The report has identified 22 countries — India, China, the US and Mexico, among others — where it said universities and scholars experience significantly less academic freedom today than they did 10 years ago.

Political and social science researchers have long argued that academic freedom plays a key role in allowing societies to innovate, understand, grow intellectually, critically reflect and resolve issues.

“Without freedom, universities become places of dogma rather than research, academics cannot fulfil their role in society, students cannot develop independent minds,” Katrin Kinzelbach, a professor of international politics at the Friedrich Alexander University, Erlangen, Germany, the report’s co-author, told The Telegraph.

Among 179 countries assessed, India is ranked among the bottom 30 per cent with an index score less than 0.4, while the US is ranked among the top 50 per cent with an index score just below 0.8. China is among the bottom 10 per cent with a score less than 0.1.

The index score is made up of five measures — the freedom to research and teach, freedom of academic exchange and dissemination, institutional autonomy of universities, freedom of academic and cultural expression and campus integrity, which means the absence of security infringements and surveillance on campus.

The AFI is a result of a collaboration involving 2,197 country experts worldwide, coordinated by researchers at the University of Gothenburg’s V-Dem Institute in Sweden and the Institute of Political Science at the Friedrich Alexander University.
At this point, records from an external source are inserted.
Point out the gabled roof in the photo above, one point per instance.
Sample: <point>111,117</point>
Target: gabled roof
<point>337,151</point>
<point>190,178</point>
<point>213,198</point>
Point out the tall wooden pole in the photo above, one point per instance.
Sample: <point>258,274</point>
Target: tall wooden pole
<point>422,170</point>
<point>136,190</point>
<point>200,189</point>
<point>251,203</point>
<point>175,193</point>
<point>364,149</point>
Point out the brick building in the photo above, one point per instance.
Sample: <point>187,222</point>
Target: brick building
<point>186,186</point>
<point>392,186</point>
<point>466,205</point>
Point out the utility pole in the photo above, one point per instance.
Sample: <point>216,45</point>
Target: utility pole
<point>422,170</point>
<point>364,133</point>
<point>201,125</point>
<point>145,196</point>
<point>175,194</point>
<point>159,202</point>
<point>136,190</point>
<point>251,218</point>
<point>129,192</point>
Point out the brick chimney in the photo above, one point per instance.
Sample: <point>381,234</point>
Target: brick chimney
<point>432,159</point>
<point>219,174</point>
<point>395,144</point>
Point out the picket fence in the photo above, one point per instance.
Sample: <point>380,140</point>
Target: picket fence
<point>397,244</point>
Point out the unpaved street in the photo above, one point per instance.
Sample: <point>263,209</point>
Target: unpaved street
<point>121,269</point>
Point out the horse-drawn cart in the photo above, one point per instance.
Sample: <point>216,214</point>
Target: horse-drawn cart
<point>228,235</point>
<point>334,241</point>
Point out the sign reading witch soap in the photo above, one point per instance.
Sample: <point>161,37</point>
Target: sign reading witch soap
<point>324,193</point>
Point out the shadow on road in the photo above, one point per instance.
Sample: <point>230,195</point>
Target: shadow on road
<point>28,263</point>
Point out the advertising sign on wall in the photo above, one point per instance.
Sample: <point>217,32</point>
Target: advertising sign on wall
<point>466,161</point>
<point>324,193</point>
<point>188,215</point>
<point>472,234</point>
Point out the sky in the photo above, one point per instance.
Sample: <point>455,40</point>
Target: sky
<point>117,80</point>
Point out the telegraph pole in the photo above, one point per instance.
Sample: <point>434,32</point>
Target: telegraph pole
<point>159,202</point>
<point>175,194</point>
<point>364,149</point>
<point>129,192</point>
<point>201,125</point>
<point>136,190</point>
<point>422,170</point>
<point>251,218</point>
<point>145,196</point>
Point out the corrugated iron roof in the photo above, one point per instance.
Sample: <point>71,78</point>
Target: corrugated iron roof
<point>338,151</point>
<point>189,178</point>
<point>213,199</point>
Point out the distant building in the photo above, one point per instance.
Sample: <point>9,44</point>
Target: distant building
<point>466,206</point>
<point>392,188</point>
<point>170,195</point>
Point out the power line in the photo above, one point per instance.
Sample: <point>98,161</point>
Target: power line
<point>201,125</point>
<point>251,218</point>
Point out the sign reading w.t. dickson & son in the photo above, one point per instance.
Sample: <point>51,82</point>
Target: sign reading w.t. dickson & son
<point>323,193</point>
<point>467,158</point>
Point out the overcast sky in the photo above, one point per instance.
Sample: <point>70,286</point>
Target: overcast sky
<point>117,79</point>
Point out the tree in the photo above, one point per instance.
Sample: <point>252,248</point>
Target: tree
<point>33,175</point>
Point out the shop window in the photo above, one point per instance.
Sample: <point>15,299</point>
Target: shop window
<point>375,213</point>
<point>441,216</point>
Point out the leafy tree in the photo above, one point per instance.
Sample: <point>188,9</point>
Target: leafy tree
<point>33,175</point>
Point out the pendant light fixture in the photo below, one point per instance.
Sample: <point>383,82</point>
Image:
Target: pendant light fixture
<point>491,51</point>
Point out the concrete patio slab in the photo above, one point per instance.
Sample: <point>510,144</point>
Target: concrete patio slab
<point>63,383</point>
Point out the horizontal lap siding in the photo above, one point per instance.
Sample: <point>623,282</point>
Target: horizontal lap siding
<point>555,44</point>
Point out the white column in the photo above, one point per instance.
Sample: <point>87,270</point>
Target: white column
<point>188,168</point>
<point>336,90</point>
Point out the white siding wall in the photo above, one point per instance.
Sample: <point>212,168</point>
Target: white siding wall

The V-Dem Institute, an independent academic research think tank, had declared in a report in 2021 that India’s electoral democracy had “collapsed” in 2016, giving way to an electoral “autocracy”. The Update 2023 report focuses only on descriptive statistics, assigning scores on academic freedom to each country and does not establish any cause-effect relationships.

“But the data suggest the decline in academic freedom occurred in parallel to an autocratisation process in India,” said Lars Pelke, a research scholar and another co-author at the Friedrich Alexander University.

“It is common to see universities come under pressure in the context of autocratisation.”

Indian social science researchers Nandini Sundar at the University of Delhi and Gowhar Fazili at Ashoka University had in a 2020 paper listed what they described as “growing restrictions on academic freedom” in the country, including restrictions on institutional autonomy and extra-mural freedom to acquire and express opinion, and subversion of faculty selection.

Sundar and Fazili had also cited harassment of dissenting students or faculty — universities routinely resort to rustication, expulsion and withholding of scholarships of dissenting students and impose curbs on faculty by denying leave, stalling or declining promotions, or withholding retirement benefits.